Intrinsic Evaluation of Word Embeddings

- assessing their performance on specific linguistic tasks that directly measure the quality of the embeddings in capturing semantic and syntactic similarities and relationships between words. - WordSim-353: comparing the cosine similarity between the embeddings of word pairs to the human similarity scores. - SimLex-999: the similarity of word pairs based on their context-independent similarity rather than relatedness. - Stanford Contextual Word Similarity : It contains word pairs within sentences, and the task is to predict the similarity of the words in the given context. - TOEFL dataset: Levied is closest in meaning to: imposed, believed, requested, correlated: given a word, the task is to identify the word most similar in meaning from a set of options. ( synonym identification.)

How is P(w) calculated?

- chain rule - the count of occurrences of the entire sequence​ in the corpus / the count of occurrences of the sequence (without target word) - P(the | its water is so transparent that) = count(its water is so transparent that the) / count(its water is so transparent that) - add all the probabilities up

Probabilistic Language Modeling

- compute the probability of a given sentence or sequence of words, denoted as P(W)=P(w1​,w2​,w3​,w4​,w5​,...,wn​). - Additionally, estimating the probability of an upcoming word given the preceding context, which is expressed as P(wn | w1​,w2​,w3​,...,wn−1​). - learning the probability distributions of word sequences. - by calculating the probability of different word sequences, the model can estimate the likelihood of a given sentence being grammatically correct and semantically coherent. - better grammar - language models are standard

why can't we increase n?

- leads to a sparsity problem - it's common for many possible n-grams to never occur, especially as n increases. - This means that the numerator (count of a specific n-gram) or denominator (count of the context) in the probability estimation formula can be zero for many n-grams. - When the numerator or denominator is zero, it results in zero probability estimates for those n-grams, which can lead to underfitting and poor generalization. - This sparsity problem becomes more severe as n increases, because the likelihood of encountering every possible n-gram in the training data decreases exponentially with larger n.

what happens when your training data is not diverse?

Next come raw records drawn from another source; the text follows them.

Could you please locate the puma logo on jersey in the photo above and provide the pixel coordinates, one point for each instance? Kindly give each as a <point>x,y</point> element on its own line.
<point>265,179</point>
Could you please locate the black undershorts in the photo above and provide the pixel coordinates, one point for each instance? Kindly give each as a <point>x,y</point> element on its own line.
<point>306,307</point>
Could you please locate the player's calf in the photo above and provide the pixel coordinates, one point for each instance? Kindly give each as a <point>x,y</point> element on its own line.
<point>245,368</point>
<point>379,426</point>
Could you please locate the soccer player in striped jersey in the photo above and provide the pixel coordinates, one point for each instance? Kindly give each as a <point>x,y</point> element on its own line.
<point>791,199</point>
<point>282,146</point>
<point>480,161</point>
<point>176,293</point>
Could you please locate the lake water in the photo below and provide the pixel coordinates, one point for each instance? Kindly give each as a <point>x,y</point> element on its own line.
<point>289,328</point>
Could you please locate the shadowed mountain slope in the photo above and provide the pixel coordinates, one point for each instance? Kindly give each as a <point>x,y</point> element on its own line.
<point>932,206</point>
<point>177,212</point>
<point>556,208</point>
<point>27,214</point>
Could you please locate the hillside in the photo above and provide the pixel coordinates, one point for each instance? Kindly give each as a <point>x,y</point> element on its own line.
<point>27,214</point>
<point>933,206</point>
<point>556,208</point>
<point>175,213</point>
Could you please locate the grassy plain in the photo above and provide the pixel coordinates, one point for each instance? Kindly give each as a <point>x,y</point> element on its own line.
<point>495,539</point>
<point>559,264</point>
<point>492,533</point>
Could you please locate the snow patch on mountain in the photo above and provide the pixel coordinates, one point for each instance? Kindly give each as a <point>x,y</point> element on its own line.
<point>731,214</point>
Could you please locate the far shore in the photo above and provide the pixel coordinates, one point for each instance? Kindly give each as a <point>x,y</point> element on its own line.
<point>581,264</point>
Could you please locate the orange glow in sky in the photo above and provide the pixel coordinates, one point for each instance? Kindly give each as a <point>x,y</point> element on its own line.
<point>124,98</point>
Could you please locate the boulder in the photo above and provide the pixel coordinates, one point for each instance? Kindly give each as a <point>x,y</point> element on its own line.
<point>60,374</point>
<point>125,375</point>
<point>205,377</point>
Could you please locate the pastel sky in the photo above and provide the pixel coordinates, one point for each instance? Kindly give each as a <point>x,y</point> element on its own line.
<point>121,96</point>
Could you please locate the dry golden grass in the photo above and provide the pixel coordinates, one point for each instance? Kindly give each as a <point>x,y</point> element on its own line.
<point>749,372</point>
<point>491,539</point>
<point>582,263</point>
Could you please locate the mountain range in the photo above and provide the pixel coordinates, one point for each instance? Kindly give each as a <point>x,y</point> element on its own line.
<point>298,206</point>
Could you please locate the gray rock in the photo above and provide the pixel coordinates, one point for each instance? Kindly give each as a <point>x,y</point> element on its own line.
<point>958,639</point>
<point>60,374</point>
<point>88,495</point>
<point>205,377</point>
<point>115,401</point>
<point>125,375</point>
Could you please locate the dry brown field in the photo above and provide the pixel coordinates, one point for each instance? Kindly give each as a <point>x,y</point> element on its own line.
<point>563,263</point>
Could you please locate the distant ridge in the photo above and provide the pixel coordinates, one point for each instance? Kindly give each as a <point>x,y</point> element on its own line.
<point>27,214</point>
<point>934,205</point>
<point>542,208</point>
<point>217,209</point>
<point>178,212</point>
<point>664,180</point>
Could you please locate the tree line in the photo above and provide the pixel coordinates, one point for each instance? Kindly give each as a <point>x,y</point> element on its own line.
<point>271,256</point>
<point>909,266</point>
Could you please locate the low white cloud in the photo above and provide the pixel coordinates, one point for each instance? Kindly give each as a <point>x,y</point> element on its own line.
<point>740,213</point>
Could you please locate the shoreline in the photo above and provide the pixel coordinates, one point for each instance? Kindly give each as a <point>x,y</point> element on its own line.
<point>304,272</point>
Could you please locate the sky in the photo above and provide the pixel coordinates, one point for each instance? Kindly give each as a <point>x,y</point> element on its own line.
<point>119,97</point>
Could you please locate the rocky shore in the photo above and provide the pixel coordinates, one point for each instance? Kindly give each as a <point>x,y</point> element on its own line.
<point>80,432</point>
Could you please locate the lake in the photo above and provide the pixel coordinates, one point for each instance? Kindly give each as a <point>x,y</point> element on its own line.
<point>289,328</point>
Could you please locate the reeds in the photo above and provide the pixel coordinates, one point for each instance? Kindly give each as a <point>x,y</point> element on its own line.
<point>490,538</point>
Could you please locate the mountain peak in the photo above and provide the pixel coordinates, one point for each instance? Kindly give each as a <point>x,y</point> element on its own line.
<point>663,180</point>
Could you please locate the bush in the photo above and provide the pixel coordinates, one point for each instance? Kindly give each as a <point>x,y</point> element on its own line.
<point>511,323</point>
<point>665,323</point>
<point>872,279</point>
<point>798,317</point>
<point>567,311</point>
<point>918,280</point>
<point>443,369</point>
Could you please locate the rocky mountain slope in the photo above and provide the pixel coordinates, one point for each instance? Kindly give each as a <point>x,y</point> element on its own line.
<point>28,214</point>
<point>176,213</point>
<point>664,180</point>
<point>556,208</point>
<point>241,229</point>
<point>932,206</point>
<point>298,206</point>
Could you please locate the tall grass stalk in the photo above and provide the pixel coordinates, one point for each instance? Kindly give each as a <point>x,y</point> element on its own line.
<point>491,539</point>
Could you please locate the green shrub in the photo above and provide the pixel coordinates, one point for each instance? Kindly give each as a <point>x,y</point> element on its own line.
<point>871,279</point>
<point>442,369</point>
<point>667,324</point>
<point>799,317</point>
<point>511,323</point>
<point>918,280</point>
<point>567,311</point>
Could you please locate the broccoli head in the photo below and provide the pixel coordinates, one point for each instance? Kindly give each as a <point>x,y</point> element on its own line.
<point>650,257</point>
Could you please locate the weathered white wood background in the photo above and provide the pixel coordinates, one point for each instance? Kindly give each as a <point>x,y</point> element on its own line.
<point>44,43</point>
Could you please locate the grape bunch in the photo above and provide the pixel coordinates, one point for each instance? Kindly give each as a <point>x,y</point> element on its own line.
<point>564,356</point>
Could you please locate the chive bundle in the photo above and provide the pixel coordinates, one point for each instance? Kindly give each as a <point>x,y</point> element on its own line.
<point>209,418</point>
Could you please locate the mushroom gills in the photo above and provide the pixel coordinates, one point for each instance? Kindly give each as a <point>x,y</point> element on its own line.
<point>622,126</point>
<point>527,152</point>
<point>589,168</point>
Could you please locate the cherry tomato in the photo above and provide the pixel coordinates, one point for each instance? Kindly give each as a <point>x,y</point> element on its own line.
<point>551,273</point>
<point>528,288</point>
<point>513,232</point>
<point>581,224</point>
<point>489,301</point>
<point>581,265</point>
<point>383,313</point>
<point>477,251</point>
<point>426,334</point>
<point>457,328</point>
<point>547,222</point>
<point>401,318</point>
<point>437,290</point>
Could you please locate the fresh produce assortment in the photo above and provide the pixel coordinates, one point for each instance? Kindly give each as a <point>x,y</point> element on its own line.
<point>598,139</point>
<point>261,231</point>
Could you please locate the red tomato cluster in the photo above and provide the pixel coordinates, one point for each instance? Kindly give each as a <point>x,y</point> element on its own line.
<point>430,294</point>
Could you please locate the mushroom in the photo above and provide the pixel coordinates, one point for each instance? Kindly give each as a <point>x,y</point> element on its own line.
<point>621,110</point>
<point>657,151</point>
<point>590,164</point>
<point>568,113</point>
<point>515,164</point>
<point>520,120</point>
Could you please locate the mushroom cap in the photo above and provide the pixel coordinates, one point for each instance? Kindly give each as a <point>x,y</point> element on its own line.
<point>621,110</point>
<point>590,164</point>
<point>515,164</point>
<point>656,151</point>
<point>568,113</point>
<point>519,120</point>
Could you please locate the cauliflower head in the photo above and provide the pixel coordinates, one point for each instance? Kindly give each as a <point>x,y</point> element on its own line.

- leverage dense embeddings - may not be enough to train from scratch - a pretrained model like W2V or GloVe may know relationships between words but are not task specific - use pre-trained word embeddings like wikipedia --> initialize with a pre-trained model and fine tune to the task - Apply transfer learning by fine-tuning the pre-trained word embeddings on the task-specific data. (to adapt and learn task-specific nuances and patterns.) - provides a strong foundation for understanding language semantics and syntax.

Benefit of W2V

- leveraging running text as implicitly supervised training data - the occurrences of words near "apricot" act as implicit labels or "gold 'correct answer'" to the question of whether other words are likely to show up near "apricot." - avoid the need for hand-labeled supervision - you can utilize the vast amount of text available on the internet or in corpora as a source of training data. - where the model learns from the inherent structure of the data itself

out-of-vocabulary (OOV) Words

- misspellings - domain specific terms - Techniques like subword tokenization (e.g., Byte Pair Encoding or WordPiece) or using character-level embeddings can mitigate this issue by representing OOV words based on subword units or character sequences.

Benefits of FastText

- more useful to learn embeddings for rare words and can deal with OOV (Out of off vocabulary) words - Its ability to capture morphological variations through sub-word embeddings enhances its performance on tasks involving syntactic relationships between words (language like Czech and German) - FastText has degraded performance on semantic analogy tasks compared to Word2Vec.

Skip-Gram Intuition

- predict the context words given a central target word. - Given a sequence of words in a sentence, the model takes the central word (e.g., "cat") and predicts the surrounding context words (e.g., "cute", "grey", "playing", "in") one at a time. - Each word in the vocabulary has its own vector representation (embedding). The model learns these embeddings by maximizing the probability of predicting the context words given the central word. - effective in capturing the syntactic and semantic relationships between words by learning from the co-occurrence patterns of words in a large corpus. - used when dataset is large & diverse

Dense Vectors

- preferred in some cases because short vectors may be easier to use as features in machine learning because they typically require fewer weights to tune. - may generalize better than sparse vectors because they can capture more complex relationships between words. - can better capture semantic similarity between words, such as synonyms like "car" and "automobile," which may not be captured well in sparse representations.

Cons of Word2Vec

- relies on pre-defined vocabularies, meaning it may struggle with out-of-vocabulary (OOV) words not present in its training data. - doesn't capture Morphology - doesn't work well with semantic ambiguity - words well for moderate sized vocabularies but becomes inefficient for large vocabularies

Global Matrix Factorization:

- similar to count-based methods like LSA and HAL. - It decomposes the word-word co-occurrence matrix into low-dimensional word vectors, capturing latent semantic relationships between words in the vector space.

RNN

- specifically designed to work with sequential data. They excel at tasks where the order of inputs matters, such as time series analysis, natural language processing, language models - Unlike feedforward networks, which process each input independently, RNNs maintain an internal state that evolves over time as they process each element of the sequence. - we need the neuron to know about its previous history of outputs - One easy way to do this is to simply feed its output back into itself as an input!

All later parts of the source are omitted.